Some brokerages were poised to send out margin calls early this week, though a rally Friday may have provided a reprieve. Many investors, it seems, became so convinced that prices were cheap last spring that they doubled up, partly with borrowed money. Now lots of stocks are even cheaper. The NASDAQ bottomed at 3165 on May 23, suckered in a wave of new money with a 1,000-point rally, then collapsed in stunning fashion--closing as low as 3075 on Thursday. From the March 10 peak of 5049, the index dropped 39%. In the 17 trading days ending Friday, the NASDAQ closed lower a numbing 14 times.
Those numbers only begin to address the carnage. The average NASDAQ stock is down 48%, more even than during the 1987 crash, reports Salomon Smith Barney. Thanks to relative strength in more conservative stocks, broader market measures haven't been as devastated. Still, the Standard & Poor's 500 hit a new low Thursday, bringing its decline to 13%, and the Dow, while still above its spring low, was off 14% from its high nine months ago.
Such declines skirt the boundaries of an official bear market, commonly defined as a drop of 20% or more.

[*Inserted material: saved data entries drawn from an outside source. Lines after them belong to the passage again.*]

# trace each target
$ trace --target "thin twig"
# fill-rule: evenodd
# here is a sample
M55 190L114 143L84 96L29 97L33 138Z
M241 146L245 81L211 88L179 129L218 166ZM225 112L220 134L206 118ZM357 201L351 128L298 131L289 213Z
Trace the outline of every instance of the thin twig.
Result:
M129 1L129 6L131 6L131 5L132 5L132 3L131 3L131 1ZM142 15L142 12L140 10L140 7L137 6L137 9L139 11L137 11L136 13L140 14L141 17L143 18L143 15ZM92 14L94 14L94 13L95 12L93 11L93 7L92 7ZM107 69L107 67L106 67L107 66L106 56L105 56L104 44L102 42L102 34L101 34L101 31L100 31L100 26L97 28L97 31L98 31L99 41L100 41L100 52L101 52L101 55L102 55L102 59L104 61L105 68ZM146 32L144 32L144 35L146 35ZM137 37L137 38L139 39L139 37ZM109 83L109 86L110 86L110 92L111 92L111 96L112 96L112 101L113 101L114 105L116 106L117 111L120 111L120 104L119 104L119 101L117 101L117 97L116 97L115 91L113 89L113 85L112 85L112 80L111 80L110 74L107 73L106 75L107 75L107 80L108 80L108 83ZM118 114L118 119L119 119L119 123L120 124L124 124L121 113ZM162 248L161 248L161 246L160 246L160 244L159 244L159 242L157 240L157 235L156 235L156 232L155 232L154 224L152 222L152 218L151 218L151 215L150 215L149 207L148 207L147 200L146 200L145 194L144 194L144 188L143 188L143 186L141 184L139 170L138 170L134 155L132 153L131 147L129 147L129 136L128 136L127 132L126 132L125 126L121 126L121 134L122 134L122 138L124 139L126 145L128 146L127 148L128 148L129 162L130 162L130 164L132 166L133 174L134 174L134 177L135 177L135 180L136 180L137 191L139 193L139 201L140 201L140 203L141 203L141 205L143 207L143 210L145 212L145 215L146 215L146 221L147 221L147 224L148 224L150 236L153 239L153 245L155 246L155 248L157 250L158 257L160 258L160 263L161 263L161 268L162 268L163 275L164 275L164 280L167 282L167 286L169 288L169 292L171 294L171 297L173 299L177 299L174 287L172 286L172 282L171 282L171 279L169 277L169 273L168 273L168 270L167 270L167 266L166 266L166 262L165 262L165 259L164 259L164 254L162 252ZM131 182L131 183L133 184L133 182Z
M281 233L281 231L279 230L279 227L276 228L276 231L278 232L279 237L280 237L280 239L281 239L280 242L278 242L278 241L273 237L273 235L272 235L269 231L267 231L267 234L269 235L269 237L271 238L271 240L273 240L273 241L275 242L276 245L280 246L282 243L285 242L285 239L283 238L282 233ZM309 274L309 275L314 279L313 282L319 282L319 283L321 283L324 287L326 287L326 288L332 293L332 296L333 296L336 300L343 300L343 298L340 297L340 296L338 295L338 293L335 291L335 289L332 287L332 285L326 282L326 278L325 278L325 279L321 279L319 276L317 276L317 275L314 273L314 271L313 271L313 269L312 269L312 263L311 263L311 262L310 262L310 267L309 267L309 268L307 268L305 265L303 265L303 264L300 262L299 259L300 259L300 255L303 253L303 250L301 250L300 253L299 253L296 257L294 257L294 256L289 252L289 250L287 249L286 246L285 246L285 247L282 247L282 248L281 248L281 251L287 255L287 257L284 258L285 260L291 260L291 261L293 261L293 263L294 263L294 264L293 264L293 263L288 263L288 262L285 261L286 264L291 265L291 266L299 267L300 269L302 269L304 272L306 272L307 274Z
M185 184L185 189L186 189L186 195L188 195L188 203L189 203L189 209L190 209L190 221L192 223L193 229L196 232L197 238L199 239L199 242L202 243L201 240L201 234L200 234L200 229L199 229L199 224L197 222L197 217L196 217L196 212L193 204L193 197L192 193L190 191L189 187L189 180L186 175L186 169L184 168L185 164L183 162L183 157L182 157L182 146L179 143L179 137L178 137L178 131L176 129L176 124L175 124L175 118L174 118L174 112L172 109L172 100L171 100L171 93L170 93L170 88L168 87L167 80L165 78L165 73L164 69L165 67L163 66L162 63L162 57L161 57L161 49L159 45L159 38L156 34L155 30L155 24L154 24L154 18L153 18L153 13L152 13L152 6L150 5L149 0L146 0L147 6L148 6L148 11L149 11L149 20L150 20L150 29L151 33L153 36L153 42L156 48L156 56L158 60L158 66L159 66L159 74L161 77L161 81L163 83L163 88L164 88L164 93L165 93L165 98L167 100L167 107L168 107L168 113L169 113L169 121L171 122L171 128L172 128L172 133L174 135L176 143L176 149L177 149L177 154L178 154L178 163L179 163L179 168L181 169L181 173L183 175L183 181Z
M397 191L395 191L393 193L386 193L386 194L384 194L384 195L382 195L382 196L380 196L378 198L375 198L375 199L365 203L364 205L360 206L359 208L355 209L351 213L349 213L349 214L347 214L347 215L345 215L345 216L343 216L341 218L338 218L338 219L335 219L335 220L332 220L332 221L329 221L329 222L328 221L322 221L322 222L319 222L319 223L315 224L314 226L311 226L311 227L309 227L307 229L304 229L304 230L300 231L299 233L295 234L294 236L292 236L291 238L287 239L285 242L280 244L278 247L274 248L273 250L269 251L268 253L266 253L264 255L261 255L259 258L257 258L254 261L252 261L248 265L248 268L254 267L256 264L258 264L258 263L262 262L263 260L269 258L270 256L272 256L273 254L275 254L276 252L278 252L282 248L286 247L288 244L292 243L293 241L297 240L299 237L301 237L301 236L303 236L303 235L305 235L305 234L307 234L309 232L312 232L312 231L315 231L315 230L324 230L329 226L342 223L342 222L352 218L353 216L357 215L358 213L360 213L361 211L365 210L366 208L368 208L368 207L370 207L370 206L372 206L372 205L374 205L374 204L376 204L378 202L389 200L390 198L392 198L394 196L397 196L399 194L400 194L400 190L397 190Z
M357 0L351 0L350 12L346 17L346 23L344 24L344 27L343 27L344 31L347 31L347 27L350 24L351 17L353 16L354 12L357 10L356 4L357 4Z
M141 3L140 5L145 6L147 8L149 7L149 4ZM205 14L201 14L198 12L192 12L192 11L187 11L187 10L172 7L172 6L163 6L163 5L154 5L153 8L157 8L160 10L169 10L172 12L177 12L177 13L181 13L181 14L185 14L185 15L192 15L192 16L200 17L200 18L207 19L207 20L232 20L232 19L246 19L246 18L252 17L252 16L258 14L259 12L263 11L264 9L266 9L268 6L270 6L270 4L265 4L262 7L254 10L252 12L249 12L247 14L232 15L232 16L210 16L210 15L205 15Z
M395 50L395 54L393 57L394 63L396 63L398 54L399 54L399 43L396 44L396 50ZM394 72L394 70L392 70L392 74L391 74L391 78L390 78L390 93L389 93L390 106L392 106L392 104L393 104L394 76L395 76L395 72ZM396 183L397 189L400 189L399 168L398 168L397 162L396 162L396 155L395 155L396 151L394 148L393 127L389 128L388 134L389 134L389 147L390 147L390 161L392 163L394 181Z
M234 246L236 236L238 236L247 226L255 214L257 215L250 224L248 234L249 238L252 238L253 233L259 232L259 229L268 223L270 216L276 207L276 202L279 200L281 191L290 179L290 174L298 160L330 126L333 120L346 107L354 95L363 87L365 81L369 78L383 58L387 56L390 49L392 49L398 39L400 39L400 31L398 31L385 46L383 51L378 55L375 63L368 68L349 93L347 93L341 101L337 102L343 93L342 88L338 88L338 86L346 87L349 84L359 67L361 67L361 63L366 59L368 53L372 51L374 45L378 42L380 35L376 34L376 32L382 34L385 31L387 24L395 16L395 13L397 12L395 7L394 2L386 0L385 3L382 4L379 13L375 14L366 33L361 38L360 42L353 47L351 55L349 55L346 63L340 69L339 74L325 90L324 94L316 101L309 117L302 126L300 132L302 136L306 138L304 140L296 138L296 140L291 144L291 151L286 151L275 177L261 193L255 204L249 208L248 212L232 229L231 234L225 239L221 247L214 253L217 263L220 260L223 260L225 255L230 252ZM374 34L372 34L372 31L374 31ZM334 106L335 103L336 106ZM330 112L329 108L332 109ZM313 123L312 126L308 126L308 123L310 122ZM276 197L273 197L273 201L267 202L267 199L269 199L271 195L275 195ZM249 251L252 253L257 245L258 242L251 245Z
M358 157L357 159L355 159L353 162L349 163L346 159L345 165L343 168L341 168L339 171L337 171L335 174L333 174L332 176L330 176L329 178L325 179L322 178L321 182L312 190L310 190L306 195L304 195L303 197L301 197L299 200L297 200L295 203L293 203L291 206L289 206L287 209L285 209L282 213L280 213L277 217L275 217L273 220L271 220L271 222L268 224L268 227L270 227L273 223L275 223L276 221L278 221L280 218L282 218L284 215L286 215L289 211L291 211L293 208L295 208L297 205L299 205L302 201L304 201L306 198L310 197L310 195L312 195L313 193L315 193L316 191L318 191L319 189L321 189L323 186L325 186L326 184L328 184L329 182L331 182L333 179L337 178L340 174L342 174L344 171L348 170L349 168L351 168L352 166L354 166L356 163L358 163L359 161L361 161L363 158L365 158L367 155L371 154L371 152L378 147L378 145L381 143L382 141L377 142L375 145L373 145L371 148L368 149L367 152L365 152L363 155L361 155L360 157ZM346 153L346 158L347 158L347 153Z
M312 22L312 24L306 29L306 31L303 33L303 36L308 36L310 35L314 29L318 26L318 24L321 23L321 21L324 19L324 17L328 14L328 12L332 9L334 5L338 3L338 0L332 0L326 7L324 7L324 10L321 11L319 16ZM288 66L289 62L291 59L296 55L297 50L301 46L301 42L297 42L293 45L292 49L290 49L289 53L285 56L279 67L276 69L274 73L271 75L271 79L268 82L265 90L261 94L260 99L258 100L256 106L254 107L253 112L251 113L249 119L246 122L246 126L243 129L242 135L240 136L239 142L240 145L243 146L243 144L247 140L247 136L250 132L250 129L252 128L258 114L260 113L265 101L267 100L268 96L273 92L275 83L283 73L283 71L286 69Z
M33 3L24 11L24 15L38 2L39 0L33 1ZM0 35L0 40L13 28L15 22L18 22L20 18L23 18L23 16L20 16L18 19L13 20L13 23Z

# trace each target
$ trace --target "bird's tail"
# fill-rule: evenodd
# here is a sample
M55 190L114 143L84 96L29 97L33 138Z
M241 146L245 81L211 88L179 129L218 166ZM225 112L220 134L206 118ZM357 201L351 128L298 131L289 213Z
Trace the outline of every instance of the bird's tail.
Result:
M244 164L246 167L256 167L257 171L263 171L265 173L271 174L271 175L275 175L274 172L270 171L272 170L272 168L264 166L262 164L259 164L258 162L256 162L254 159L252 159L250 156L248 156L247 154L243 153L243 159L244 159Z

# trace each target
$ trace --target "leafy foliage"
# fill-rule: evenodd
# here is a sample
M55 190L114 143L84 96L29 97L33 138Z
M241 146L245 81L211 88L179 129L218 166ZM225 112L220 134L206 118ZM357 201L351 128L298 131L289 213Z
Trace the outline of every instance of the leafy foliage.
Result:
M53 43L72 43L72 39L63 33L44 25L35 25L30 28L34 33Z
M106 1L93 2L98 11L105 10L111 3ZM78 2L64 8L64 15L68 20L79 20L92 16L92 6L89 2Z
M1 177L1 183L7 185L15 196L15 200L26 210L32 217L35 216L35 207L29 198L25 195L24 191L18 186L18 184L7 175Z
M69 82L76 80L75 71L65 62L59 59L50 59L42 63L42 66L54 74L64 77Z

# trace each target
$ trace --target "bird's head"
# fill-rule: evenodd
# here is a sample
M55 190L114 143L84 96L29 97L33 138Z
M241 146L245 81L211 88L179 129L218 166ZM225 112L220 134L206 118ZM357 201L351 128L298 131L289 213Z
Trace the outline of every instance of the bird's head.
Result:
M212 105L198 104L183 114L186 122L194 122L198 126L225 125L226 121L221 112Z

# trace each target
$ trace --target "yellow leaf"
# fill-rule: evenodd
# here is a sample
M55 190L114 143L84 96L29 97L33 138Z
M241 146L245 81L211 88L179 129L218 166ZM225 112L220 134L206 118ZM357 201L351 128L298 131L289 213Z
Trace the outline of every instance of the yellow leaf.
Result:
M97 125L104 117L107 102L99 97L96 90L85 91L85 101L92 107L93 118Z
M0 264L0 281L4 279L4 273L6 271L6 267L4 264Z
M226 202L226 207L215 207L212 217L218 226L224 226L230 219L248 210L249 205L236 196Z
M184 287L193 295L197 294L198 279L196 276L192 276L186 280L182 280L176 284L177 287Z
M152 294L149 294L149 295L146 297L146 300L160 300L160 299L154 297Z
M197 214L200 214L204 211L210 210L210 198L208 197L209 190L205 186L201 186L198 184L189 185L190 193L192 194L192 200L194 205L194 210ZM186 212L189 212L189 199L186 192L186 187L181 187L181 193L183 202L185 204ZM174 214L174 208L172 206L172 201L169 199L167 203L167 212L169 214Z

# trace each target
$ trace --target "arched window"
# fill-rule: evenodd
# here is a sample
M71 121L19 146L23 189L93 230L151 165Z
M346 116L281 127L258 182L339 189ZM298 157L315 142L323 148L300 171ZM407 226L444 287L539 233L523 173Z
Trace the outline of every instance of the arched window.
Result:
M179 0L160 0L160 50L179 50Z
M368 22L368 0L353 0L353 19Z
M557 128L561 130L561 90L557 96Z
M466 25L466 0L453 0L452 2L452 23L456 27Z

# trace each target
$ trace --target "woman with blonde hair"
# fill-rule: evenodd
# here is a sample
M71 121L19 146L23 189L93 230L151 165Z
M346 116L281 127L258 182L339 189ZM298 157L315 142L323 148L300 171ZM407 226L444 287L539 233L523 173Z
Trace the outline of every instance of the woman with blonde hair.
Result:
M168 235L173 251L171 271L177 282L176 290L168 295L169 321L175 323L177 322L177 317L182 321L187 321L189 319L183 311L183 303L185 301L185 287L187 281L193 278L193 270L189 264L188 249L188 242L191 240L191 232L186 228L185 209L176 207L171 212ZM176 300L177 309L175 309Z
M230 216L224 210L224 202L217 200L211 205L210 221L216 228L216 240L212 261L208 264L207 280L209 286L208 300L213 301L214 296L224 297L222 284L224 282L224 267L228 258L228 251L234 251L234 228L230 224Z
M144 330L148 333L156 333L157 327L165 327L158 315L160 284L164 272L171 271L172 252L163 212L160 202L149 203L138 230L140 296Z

But for most investors, this is indeed a bear. In their next statement, millions of 401(k) and mutual-fund investors will see net-investment losses and possibly a lower balance for the second consecutive quarter.
The investing backdrop hasn't been this frightening since 1990. An eroding wealth effect could hurt consumer confidence, while a surging dollar is taking a bite out of the earnings of U.S. multinationals. Among companies sending up earnings flags: Home Depot, Yahoo, Lucent, Intel, Kodak, Dell and DuPont. Meanwhile, renewed hostilities in the Middle East are pushing oil prices higher, threatening to stoke inflation.